Intervention de Jean-Paul Lecoq

Séance en hémicycle du mercredi 19 décembre 2018 à 15h00
Modification de l'acte portant élection des membres du parlement européen — Discussion générale

Photo issue du site de l'Assemblée nationale ou de WikipediaJean-Paul Lecoq :

Mes chers collègues, le texte que nous examinons aujourd'hui est déconnecté des enjeux démocratiques qui se posent à toute l'Union européenne et à ses États membres. Compte tenu de l'actualité et des exigences démocratiques et anti-technocratiques qui s'expriment dans notre pays– et pas seulement celles toutes de jaune vêtues – , ce texte est, à bien des égards, surréaliste.
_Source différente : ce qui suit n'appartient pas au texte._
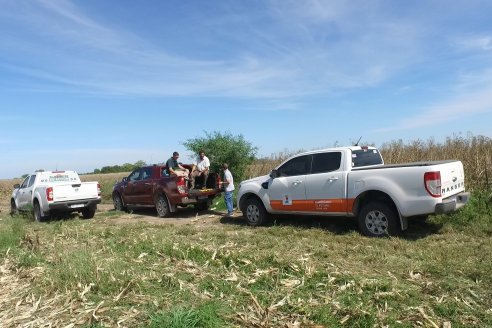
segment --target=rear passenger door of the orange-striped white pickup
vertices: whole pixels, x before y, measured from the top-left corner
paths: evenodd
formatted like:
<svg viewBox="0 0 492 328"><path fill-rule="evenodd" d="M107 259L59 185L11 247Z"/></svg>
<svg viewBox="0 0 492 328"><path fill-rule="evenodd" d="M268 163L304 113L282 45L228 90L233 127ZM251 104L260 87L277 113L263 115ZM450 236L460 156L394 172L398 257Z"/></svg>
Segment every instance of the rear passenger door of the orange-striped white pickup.
<svg viewBox="0 0 492 328"><path fill-rule="evenodd" d="M346 214L347 172L341 167L342 152L325 152L312 156L311 172L306 176L306 201L311 211Z"/></svg>

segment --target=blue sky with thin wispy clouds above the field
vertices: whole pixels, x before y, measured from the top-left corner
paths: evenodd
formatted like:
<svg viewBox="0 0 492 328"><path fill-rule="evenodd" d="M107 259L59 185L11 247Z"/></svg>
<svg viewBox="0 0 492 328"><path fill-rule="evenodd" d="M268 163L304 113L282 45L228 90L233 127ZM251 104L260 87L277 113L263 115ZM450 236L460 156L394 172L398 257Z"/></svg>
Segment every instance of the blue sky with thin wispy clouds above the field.
<svg viewBox="0 0 492 328"><path fill-rule="evenodd" d="M491 1L0 0L0 178L492 137ZM189 155L189 154L188 154Z"/></svg>

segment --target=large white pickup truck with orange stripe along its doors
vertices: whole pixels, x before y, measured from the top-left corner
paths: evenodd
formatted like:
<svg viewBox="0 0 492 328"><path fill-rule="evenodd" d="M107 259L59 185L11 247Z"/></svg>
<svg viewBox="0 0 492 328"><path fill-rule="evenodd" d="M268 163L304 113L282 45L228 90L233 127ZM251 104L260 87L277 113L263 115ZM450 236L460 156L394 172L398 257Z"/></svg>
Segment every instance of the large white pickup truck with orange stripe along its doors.
<svg viewBox="0 0 492 328"><path fill-rule="evenodd" d="M456 211L469 197L460 161L384 165L376 148L354 146L301 153L241 182L237 205L252 226L270 214L347 216L380 237L405 230L407 218Z"/></svg>

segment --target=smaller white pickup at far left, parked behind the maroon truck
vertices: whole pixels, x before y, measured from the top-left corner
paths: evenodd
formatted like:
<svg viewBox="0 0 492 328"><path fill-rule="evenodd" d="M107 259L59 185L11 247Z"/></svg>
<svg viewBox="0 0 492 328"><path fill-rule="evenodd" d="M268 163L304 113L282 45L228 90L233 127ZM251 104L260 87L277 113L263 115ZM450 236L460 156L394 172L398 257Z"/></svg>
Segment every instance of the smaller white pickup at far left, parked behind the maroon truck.
<svg viewBox="0 0 492 328"><path fill-rule="evenodd" d="M101 202L97 182L81 182L75 171L36 171L14 185L10 213L33 211L36 221L56 212L79 212L84 219L94 217Z"/></svg>

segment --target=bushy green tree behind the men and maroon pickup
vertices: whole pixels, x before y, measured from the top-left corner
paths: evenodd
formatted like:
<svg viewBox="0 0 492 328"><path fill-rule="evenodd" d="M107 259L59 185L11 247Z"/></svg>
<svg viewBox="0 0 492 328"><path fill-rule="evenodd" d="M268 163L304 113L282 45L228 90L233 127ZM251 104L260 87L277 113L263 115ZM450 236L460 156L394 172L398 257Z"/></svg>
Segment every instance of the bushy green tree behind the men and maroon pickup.
<svg viewBox="0 0 492 328"><path fill-rule="evenodd" d="M183 145L195 154L203 149L210 159L210 169L219 172L222 163L229 164L234 180L242 181L244 172L256 157L258 147L254 147L240 135L230 132L206 132L205 137L188 139Z"/></svg>

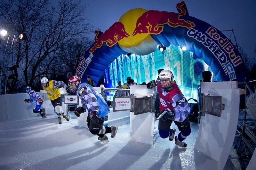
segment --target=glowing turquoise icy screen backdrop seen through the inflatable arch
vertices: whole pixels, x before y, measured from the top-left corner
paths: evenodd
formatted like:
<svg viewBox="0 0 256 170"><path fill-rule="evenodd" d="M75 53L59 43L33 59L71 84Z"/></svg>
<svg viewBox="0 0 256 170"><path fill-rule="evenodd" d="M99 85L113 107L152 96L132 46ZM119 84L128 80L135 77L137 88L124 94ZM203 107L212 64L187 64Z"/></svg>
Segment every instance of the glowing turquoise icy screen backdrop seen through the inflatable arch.
<svg viewBox="0 0 256 170"><path fill-rule="evenodd" d="M156 80L157 70L161 68L173 72L174 80L187 100L189 98L198 100L197 88L202 79L202 71L210 70L210 67L192 52L183 51L180 47L171 45L163 52L157 49L148 55L119 56L105 70L105 87L115 88L118 81L123 85L128 76L131 76L138 85L142 82L148 83L153 79ZM213 75L212 81L214 80ZM113 100L113 95L113 92L109 92L108 100Z"/></svg>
Sa vocation se limite, comme les précédents orateurs l'ont dit, à harmoniser les procédures nationales, afin d'unifier l'organisation des élections européennes au sein de l'Union. Cet objectif figurait déjà dans le traité de Rome de 1957 ! Il aura fallu du temps et une succession de scrutins européens qui ont tous battu des records d'abstention pour tenter d'atteindre cet objectif.

Élaboré en France en juin dernier, ce texte, une fois ratifié, entrera en vigueur à l'échelle de l'Union européenne. La question de la circonscription unique et les réflexions menées sur la proportionnelle sont importantes aux yeux des députés communistes. Cette décision n'appelle donc que peu d'observations critiques en tant que telles, à l'exception toutefois du problème des seuils. L'instauration d'un résultat minimal pour être élu introduit une sorte de tri sélectif entre les grands et les petits partis. Ces derniers se trouveront exclus, ce qui est extrêmement gênant pour la diversité démocratique. Ce choix, du reste, est tout à fait assumé, puisqu'il est indiqué dans l'exposé des motifs que les seuils visent à « favoriser l'émergence de groupes politiques d'une taille significative afin de faciliter le processus législatif au Parlement européen ».

Tout est dit ! Il s'agit de préserver un entre-soi pour être plus tranquille dans l'enceinte du Parlement, pendant qu'on laisse à la porte ceux dont on estime qu'ils ne sont pas assez représentatifs. Mais le propre de la démocratie n'est-il pas d'assurer une représentation proportionnelle de toute la diversité des opinions ? Au-delà de ces considérations et de cette proposition, à laquelle le groupe de la Gauche démocrate et républicaine va donner son accord, une double question se pose. À quoi sert le Parlement européen, d'abord, et comment faire pour le renforcer ? C'est bien de cela qu'il s'agit, et ce n'est pas un simple toilettage qui répondra aux enjeux actuels.

Depuis que les eurodéputés sont élus au suffrage universel direct, le problème de l'utilité du vote saute visiblement aux yeux des électeurs potentiels et des citoyens. Ils sont de moins en moins nombreux à se déplacer pour choisir leurs représentants à l'échelle européenne. Cette abstention récurrente est symptomatique, en même temps qu'elle affaiblit, de fait, la légitimité démocratique de l'Union européenne. Si nous nous élevons contre ceux qui veulent des « États-Unis d'Europe », parce que cela irait à l'encontre de l'idée d'Union européenne et des valeurs qu'elle est censée incarner, nous ne cautionnerons jamais pour autant une Union technocratique et antidémocratique, si éloignée des attentes et des intérêts des peuples qui la composent.

Cette Union-là, c'est celle qui sert les marchés, au détriment des gens ; celle qui est aux mains des prétendus experts et des comptables ; celle qui fait triompher les logiques de l'argent en rognant les services publics et les protections collectives ; celle qui est sous l'influence des lobbyistes. Nous venons encore d'en avoir la triste démonstration, avec la révélation des Implant files… La Commission européenne a finalement rejeté l'idée de créer une agence publique de certification, qui serait chargée de délivrer les autorisations de mise sur le marché des produits médicaux, notamment des implants et des prothèses. Elle a cédé à la pression des grands groupes privés comme Medtronic, qui font leur business sur le dos des patients et de nos systèmes de protection sociale.

Cette Europe qui jargonne, au point de n'être plus audible par ceux qui ne sont pas du sérail, les peuples européens n'en peuvent plus et n'en veulent plus. Soit on peut attendre que le mouvement des gilets jaunes gagne un jour toute l'Europe, soit on peut se saisir de cette opportunité pour asseoir un nouveau type de représentation européenne et rénover en profondeur ses instances. Comme le proposent Didier Quentin et Sébastien Nadot dans leur rapport sur la refondation démocratique de l'Union européenne, il serait bon d'entreprendre une réforme de l'initiative citoyenne européenne, pour en faire un outil de démocratie participative, qui impliquerait plus directement les Européens dans le fonctionnement des institutions de l'Union européenne.